NBC News Chief Political Correspondent Chuck Todd boils down Senate race for Ky. Chamber crowd
07/21/2014 10:06 PM
LOUISVILLE — NBC News Chief White House Correspondent Chuck Todd told a group of business executives and Kentucky government leaders that the 2014 U.S. Senate race is already having an impact on the country even before the election is in the books.
Todd said the easy part of the campaign will be explaining the strategy and storylines Republican U.S. Sen. Mitch McConnell or Democratic Secretary of State Alison Lundergan Grimes will use to win election, the hard part is which one can make their argument stick.
“If it ends up becoming a referendum on McConnell I think we know which way the race will go,” Todd said. “If he can successfully turn this into a referendum on Obama and coal I think we know which way this race will go. We can explain the result in either way the question is who is capable of enacting the campaign to make that result work?”

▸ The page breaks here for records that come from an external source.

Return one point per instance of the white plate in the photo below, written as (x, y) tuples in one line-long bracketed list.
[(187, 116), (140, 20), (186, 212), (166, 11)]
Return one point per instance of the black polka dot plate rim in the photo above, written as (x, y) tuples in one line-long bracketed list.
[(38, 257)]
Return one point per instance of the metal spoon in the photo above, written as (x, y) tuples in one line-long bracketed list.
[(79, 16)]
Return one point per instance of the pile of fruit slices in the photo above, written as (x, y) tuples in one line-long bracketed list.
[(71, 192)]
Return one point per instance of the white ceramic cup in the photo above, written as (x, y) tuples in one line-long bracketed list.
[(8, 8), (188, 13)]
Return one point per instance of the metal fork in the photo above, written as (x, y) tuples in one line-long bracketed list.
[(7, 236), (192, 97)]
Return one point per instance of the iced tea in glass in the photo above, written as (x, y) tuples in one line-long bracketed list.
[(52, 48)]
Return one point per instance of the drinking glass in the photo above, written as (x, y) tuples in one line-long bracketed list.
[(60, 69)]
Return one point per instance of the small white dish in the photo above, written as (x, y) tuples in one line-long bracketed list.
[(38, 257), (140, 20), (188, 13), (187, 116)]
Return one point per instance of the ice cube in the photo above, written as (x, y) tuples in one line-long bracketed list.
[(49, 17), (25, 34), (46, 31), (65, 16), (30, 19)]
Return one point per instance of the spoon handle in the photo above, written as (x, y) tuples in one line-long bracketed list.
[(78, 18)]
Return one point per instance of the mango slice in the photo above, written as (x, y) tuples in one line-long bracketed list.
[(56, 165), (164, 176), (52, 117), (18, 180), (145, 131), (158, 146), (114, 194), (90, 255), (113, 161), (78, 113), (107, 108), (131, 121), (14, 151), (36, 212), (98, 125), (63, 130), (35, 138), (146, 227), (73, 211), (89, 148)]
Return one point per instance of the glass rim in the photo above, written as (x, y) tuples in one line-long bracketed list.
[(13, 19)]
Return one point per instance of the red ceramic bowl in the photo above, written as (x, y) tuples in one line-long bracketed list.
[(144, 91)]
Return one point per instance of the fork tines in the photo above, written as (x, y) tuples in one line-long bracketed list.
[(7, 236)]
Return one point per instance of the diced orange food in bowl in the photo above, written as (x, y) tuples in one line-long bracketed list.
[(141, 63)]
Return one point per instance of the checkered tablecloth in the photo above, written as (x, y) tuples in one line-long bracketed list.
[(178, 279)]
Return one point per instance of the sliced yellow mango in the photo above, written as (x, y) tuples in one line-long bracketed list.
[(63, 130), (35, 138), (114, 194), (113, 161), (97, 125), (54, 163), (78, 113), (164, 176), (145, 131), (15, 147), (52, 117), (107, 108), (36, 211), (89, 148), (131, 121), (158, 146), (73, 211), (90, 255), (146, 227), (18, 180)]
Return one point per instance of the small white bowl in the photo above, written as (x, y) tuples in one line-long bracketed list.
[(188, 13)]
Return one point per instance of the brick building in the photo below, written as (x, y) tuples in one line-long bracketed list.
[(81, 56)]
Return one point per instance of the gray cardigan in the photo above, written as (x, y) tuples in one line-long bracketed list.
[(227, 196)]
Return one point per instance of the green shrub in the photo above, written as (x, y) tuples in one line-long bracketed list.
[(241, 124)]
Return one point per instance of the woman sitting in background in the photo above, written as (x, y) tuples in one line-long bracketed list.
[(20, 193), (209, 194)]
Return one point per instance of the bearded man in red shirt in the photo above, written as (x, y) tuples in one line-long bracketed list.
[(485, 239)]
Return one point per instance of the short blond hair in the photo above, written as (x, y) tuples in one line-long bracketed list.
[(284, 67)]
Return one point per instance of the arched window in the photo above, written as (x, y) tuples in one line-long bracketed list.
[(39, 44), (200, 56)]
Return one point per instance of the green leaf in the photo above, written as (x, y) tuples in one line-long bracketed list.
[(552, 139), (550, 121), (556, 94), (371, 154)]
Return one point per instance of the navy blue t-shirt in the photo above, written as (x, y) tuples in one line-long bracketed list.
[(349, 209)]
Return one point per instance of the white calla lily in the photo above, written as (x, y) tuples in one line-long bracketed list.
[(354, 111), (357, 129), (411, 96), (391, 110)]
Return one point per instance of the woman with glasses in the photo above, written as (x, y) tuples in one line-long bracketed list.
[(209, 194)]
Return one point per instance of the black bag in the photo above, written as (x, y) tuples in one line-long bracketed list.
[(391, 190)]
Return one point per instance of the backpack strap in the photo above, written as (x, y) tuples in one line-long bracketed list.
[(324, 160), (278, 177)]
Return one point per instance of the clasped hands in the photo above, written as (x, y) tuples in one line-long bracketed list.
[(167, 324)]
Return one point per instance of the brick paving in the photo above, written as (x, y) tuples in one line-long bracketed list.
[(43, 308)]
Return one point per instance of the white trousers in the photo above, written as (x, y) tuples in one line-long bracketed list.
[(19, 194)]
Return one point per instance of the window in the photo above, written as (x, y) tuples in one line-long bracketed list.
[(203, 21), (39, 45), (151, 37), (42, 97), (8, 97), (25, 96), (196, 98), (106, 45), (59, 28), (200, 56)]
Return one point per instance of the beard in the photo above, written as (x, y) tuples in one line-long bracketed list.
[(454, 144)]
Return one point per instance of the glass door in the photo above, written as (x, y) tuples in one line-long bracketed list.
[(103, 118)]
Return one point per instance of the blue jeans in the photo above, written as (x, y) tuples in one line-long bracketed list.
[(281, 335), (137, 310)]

Todd said that he feels Grimes has the “harder road to go” because of the issue of coal in the state, but looking at the national political landscape and the attitudes of voters that he would “rather be Grimes than McConnell.”
“I think the anti-Washington vibe is that real,” Todd told the crowd.
A pivotal factor in the Senate race, Todd said, are the debates — if there are any.
“If they have debates I think they are going to be huge — I guess that’s turning into a little bit of a difficult proposition. I’m happy to moderate any of them,” Todd said to the laughs and cheers of the chamber crowd.
While Todd monitors the national political landscape he said that Kentucky occasionally makes it’s own rules in the race — which are already having an effect on how the country works.
“Your Senate race in some ways I think there’s times where I feel like it is immune from the national environment, right, it is an entity of in itself. It’s having such a large impact on government right now,” Todd said referencing a story in the Washington Post and the leadership battle between McConnell and his Democratic counterpart Harry Reid which has ground the chamber to a halt.
An issue that has been a crux of McConnell’s speeches of late has been the GOP taking control of the U.S. Senate — which McConnell predicts would mean a change from minority leader to majority leader for himself.
Todd said it’s possible that national Republicans can take the U.S. Senate in 2014 — but they don’t necessarily need McConnell to win in Kentucky to get there.
“I’ve heard that McConnell doesn’t like hearing when people like me say this, ‘oh, Republicans can win the Senate without McConnell, but they can — they’ve put enough seats in play, which is what a responsible party would do,” Todd said. “They could withstand losing both Georgia and Kentucky and still find eight seats then to win majority.”
However, Todd said Republicans do not have a strong crop of candidates in 2016 which could lead to another possible flip-flop of the chamber.
A majority change in the Seante would likely mean “nothing” for the larger issues of the day like immigration Todd said, because of the election timing. He said he doesn’t know of a political world where immigration reforms can happen after the midterm elections — which quickly turns into the start of presidential primary season.
On immigration, Todd predicted that “It’s not going to get done until ’17 at the earliest. Ditto with tax reform.”
Todd called it the new reality in Washington that as soon as election season nears, that’s the end of compromises, which he said is strange considering the enormous amounts of money that will be spent in the cycle.
“In an odd way we’re going to have billions of dollars — billions of dollars spent on this midterm election that is going to do really nothing to change the calculus in Washington — other than mark time,” Todd said.